Tenho chamado Outlander de “Game of Thrones para mulheres românticas”. Já mencionei aqui antes que sou uma romântica incurável, por isso, quando soube que Outlander é cheia de romance, não pude deixar de ir conferir.

A série mostra a vida de Claire, uma enfermeira de guerra do exército britânico, em 1945, que é casada com Frank, um historiador inglês. Eles vão passar a lua de mel na Escócia e misteriosamente, Claire é levada para o ano de 1743, depois de tocar umas pedras mágicas.

Rapidamente, ela precisa se adaptar a esse tempo diferente e ameaçador. Ela conhece o clã Mackenzie e o maravilhoso Jamie, um escocês romântico e guerreiro, iniciando um triângulo amoroso impossível. Não só entre dois homens diferentes, mas duas épocas bem distantes.

Ela consegue abrigo com o clã por ter habilidades medicinais e começa a buscar uma forma de voltar para Frank, mas precisa se casar com Jamie para se proteger contra o doentio e perverso Jack Randall, um oficial britânico (ancestral de Frank) que é simplesmente o vilão mais repugnante e detestável que já vi (sério, e isso que eu achava que o Joffrey era terrível).

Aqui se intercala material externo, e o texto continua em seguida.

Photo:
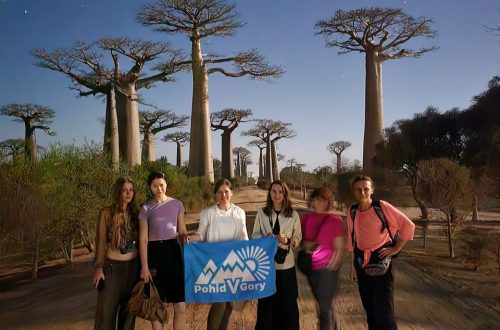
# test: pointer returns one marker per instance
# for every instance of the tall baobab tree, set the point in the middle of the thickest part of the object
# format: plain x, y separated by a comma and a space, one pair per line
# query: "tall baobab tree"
83, 64
34, 117
198, 20
261, 145
338, 148
228, 120
180, 138
154, 122
379, 33
282, 131
270, 131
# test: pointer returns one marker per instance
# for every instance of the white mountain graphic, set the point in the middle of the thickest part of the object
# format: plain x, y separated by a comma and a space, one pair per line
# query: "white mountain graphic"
233, 268
208, 273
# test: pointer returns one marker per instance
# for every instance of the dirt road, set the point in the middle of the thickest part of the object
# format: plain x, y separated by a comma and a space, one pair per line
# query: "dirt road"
64, 299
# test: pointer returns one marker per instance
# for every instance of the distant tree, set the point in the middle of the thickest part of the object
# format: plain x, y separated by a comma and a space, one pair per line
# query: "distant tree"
270, 131
228, 120
261, 145
154, 122
379, 33
83, 64
243, 159
338, 148
444, 183
35, 117
199, 20
180, 138
13, 147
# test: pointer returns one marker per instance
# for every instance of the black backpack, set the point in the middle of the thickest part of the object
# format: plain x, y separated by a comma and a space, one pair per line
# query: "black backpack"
378, 210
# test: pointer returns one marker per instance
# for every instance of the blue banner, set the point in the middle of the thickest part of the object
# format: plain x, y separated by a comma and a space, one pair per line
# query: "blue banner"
229, 271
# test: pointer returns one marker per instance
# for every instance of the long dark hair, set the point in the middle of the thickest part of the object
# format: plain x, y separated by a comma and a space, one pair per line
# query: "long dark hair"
287, 202
123, 227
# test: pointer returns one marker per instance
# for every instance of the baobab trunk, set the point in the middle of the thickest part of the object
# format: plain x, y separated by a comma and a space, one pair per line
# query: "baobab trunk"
268, 169
200, 150
276, 170
374, 109
179, 154
449, 232
227, 164
149, 146
128, 125
111, 139
29, 141
261, 164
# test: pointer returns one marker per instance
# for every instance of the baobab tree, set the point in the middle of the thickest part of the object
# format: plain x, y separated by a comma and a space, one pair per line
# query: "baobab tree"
282, 132
242, 160
228, 120
261, 145
13, 148
379, 33
338, 148
154, 122
180, 138
35, 117
83, 64
198, 20
269, 132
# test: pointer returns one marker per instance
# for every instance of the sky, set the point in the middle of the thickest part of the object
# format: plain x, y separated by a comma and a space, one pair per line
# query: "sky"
321, 93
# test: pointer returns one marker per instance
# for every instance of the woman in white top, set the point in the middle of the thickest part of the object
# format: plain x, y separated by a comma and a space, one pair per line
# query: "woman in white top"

O recurso de triângulos amorosos é super explorado em séries de TV que tem essa pegada romântica, mas nesse caso, fiquei intrigada porque simplesmente não consegui me decidir. Entendo que o Jamie é maravilhoso e meu coração se inclina pra ele, como o da Claire. Mas meus céus, e o coitado do Frank que está lá em 1945 sem saber o que aconteceu com o amor da vida dele? Ele também é maravilhoso e não tem culpa de ter um ancestral com a mesma cara que ele e que é o mal encarnado. Ele não imagina o que aconteceu (ou acontece) em 1743 durante a disputa pelo trono entre ingleses e escoceses. Urgh, eu simplesmente não tenho ideia do que faria no lugar da Claire. É impossível escolher um lado (apesar de ela ter escolhido, por sinal, ainda nessa temporada).

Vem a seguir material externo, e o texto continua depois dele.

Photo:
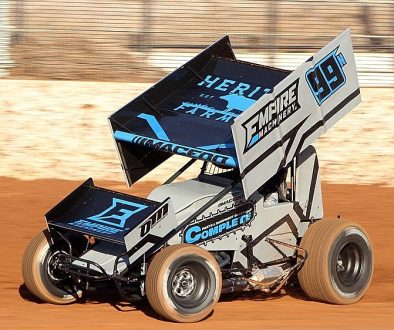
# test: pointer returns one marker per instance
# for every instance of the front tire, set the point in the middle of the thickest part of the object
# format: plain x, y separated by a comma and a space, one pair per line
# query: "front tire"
37, 277
183, 283
340, 262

Outlander é uma série da Starz, um canal americano com programação bem masculina, mas tem conquistado o público feminino com essa adaptação dos livros da Diana Gabaldon. A escritora tem já oito obras publicadas e a série está indo para a segunda temporada ano que vem (e terá um episódio dirigido pela autora). A primeira temporada é muito boa, com um episódio melhor do que o outro, contando a história através de alguns poucos flashbacks e sem medo de ser ousada (meaning: alguns nus frontais masculinos e cenas de sexo bem gráficas).

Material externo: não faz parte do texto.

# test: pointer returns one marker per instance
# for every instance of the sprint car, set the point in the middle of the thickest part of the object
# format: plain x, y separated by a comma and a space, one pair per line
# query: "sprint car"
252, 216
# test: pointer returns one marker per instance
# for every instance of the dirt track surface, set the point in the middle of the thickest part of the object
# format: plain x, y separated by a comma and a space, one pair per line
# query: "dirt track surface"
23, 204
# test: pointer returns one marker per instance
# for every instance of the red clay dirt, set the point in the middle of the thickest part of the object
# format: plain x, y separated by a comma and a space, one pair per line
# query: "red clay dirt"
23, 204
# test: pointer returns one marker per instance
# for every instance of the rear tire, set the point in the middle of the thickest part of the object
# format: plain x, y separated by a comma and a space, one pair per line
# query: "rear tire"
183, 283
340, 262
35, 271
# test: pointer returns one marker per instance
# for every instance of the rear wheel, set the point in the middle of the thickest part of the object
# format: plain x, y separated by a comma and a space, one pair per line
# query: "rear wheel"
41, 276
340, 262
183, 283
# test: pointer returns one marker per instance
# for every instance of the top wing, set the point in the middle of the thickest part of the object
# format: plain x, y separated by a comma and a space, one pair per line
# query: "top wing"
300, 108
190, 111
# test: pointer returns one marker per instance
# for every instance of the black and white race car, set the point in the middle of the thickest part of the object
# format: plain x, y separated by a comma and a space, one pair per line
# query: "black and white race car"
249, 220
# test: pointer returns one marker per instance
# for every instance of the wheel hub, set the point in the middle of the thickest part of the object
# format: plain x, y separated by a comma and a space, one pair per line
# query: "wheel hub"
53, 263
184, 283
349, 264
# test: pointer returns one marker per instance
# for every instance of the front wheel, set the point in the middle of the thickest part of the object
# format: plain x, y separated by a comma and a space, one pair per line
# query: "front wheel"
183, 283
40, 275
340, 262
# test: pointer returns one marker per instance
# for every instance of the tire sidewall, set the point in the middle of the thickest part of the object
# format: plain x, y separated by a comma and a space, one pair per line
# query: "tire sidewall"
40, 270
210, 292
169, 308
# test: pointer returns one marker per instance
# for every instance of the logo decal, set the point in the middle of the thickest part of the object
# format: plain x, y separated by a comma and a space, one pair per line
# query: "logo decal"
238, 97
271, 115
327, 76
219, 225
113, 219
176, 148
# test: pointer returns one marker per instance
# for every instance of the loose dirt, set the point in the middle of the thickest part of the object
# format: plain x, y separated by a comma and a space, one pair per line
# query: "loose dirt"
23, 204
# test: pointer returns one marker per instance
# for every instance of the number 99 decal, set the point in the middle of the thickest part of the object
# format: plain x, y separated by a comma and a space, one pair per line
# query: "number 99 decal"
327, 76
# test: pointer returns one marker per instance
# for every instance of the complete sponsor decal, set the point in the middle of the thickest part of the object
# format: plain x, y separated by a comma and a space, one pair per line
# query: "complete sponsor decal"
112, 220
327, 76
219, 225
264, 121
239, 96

A química entre Claire e Jamie é viciante e apesar de alguns momentos serem bem perturbadores, é compreensível o romance que se surge desse encontro que desafia a compreensão do tempo. Ainda não ficou claro por quê Claire foi parar nessa época, se ela realmente não irá se perguntar sobre o Frank, os impactos no futuro com o conhecimento que ela tem do que irá acontecer historicamente e como lidar com o fato de que teremos que esperar até agosto de 2016 para continuar com essa história!

Enquanto isso, ficarei escutando no repeat a música tema da série que é outra coisa viciante, tanto que, está concorrendo ao Emmy 2015 de Melhor Composição Musical para uma série.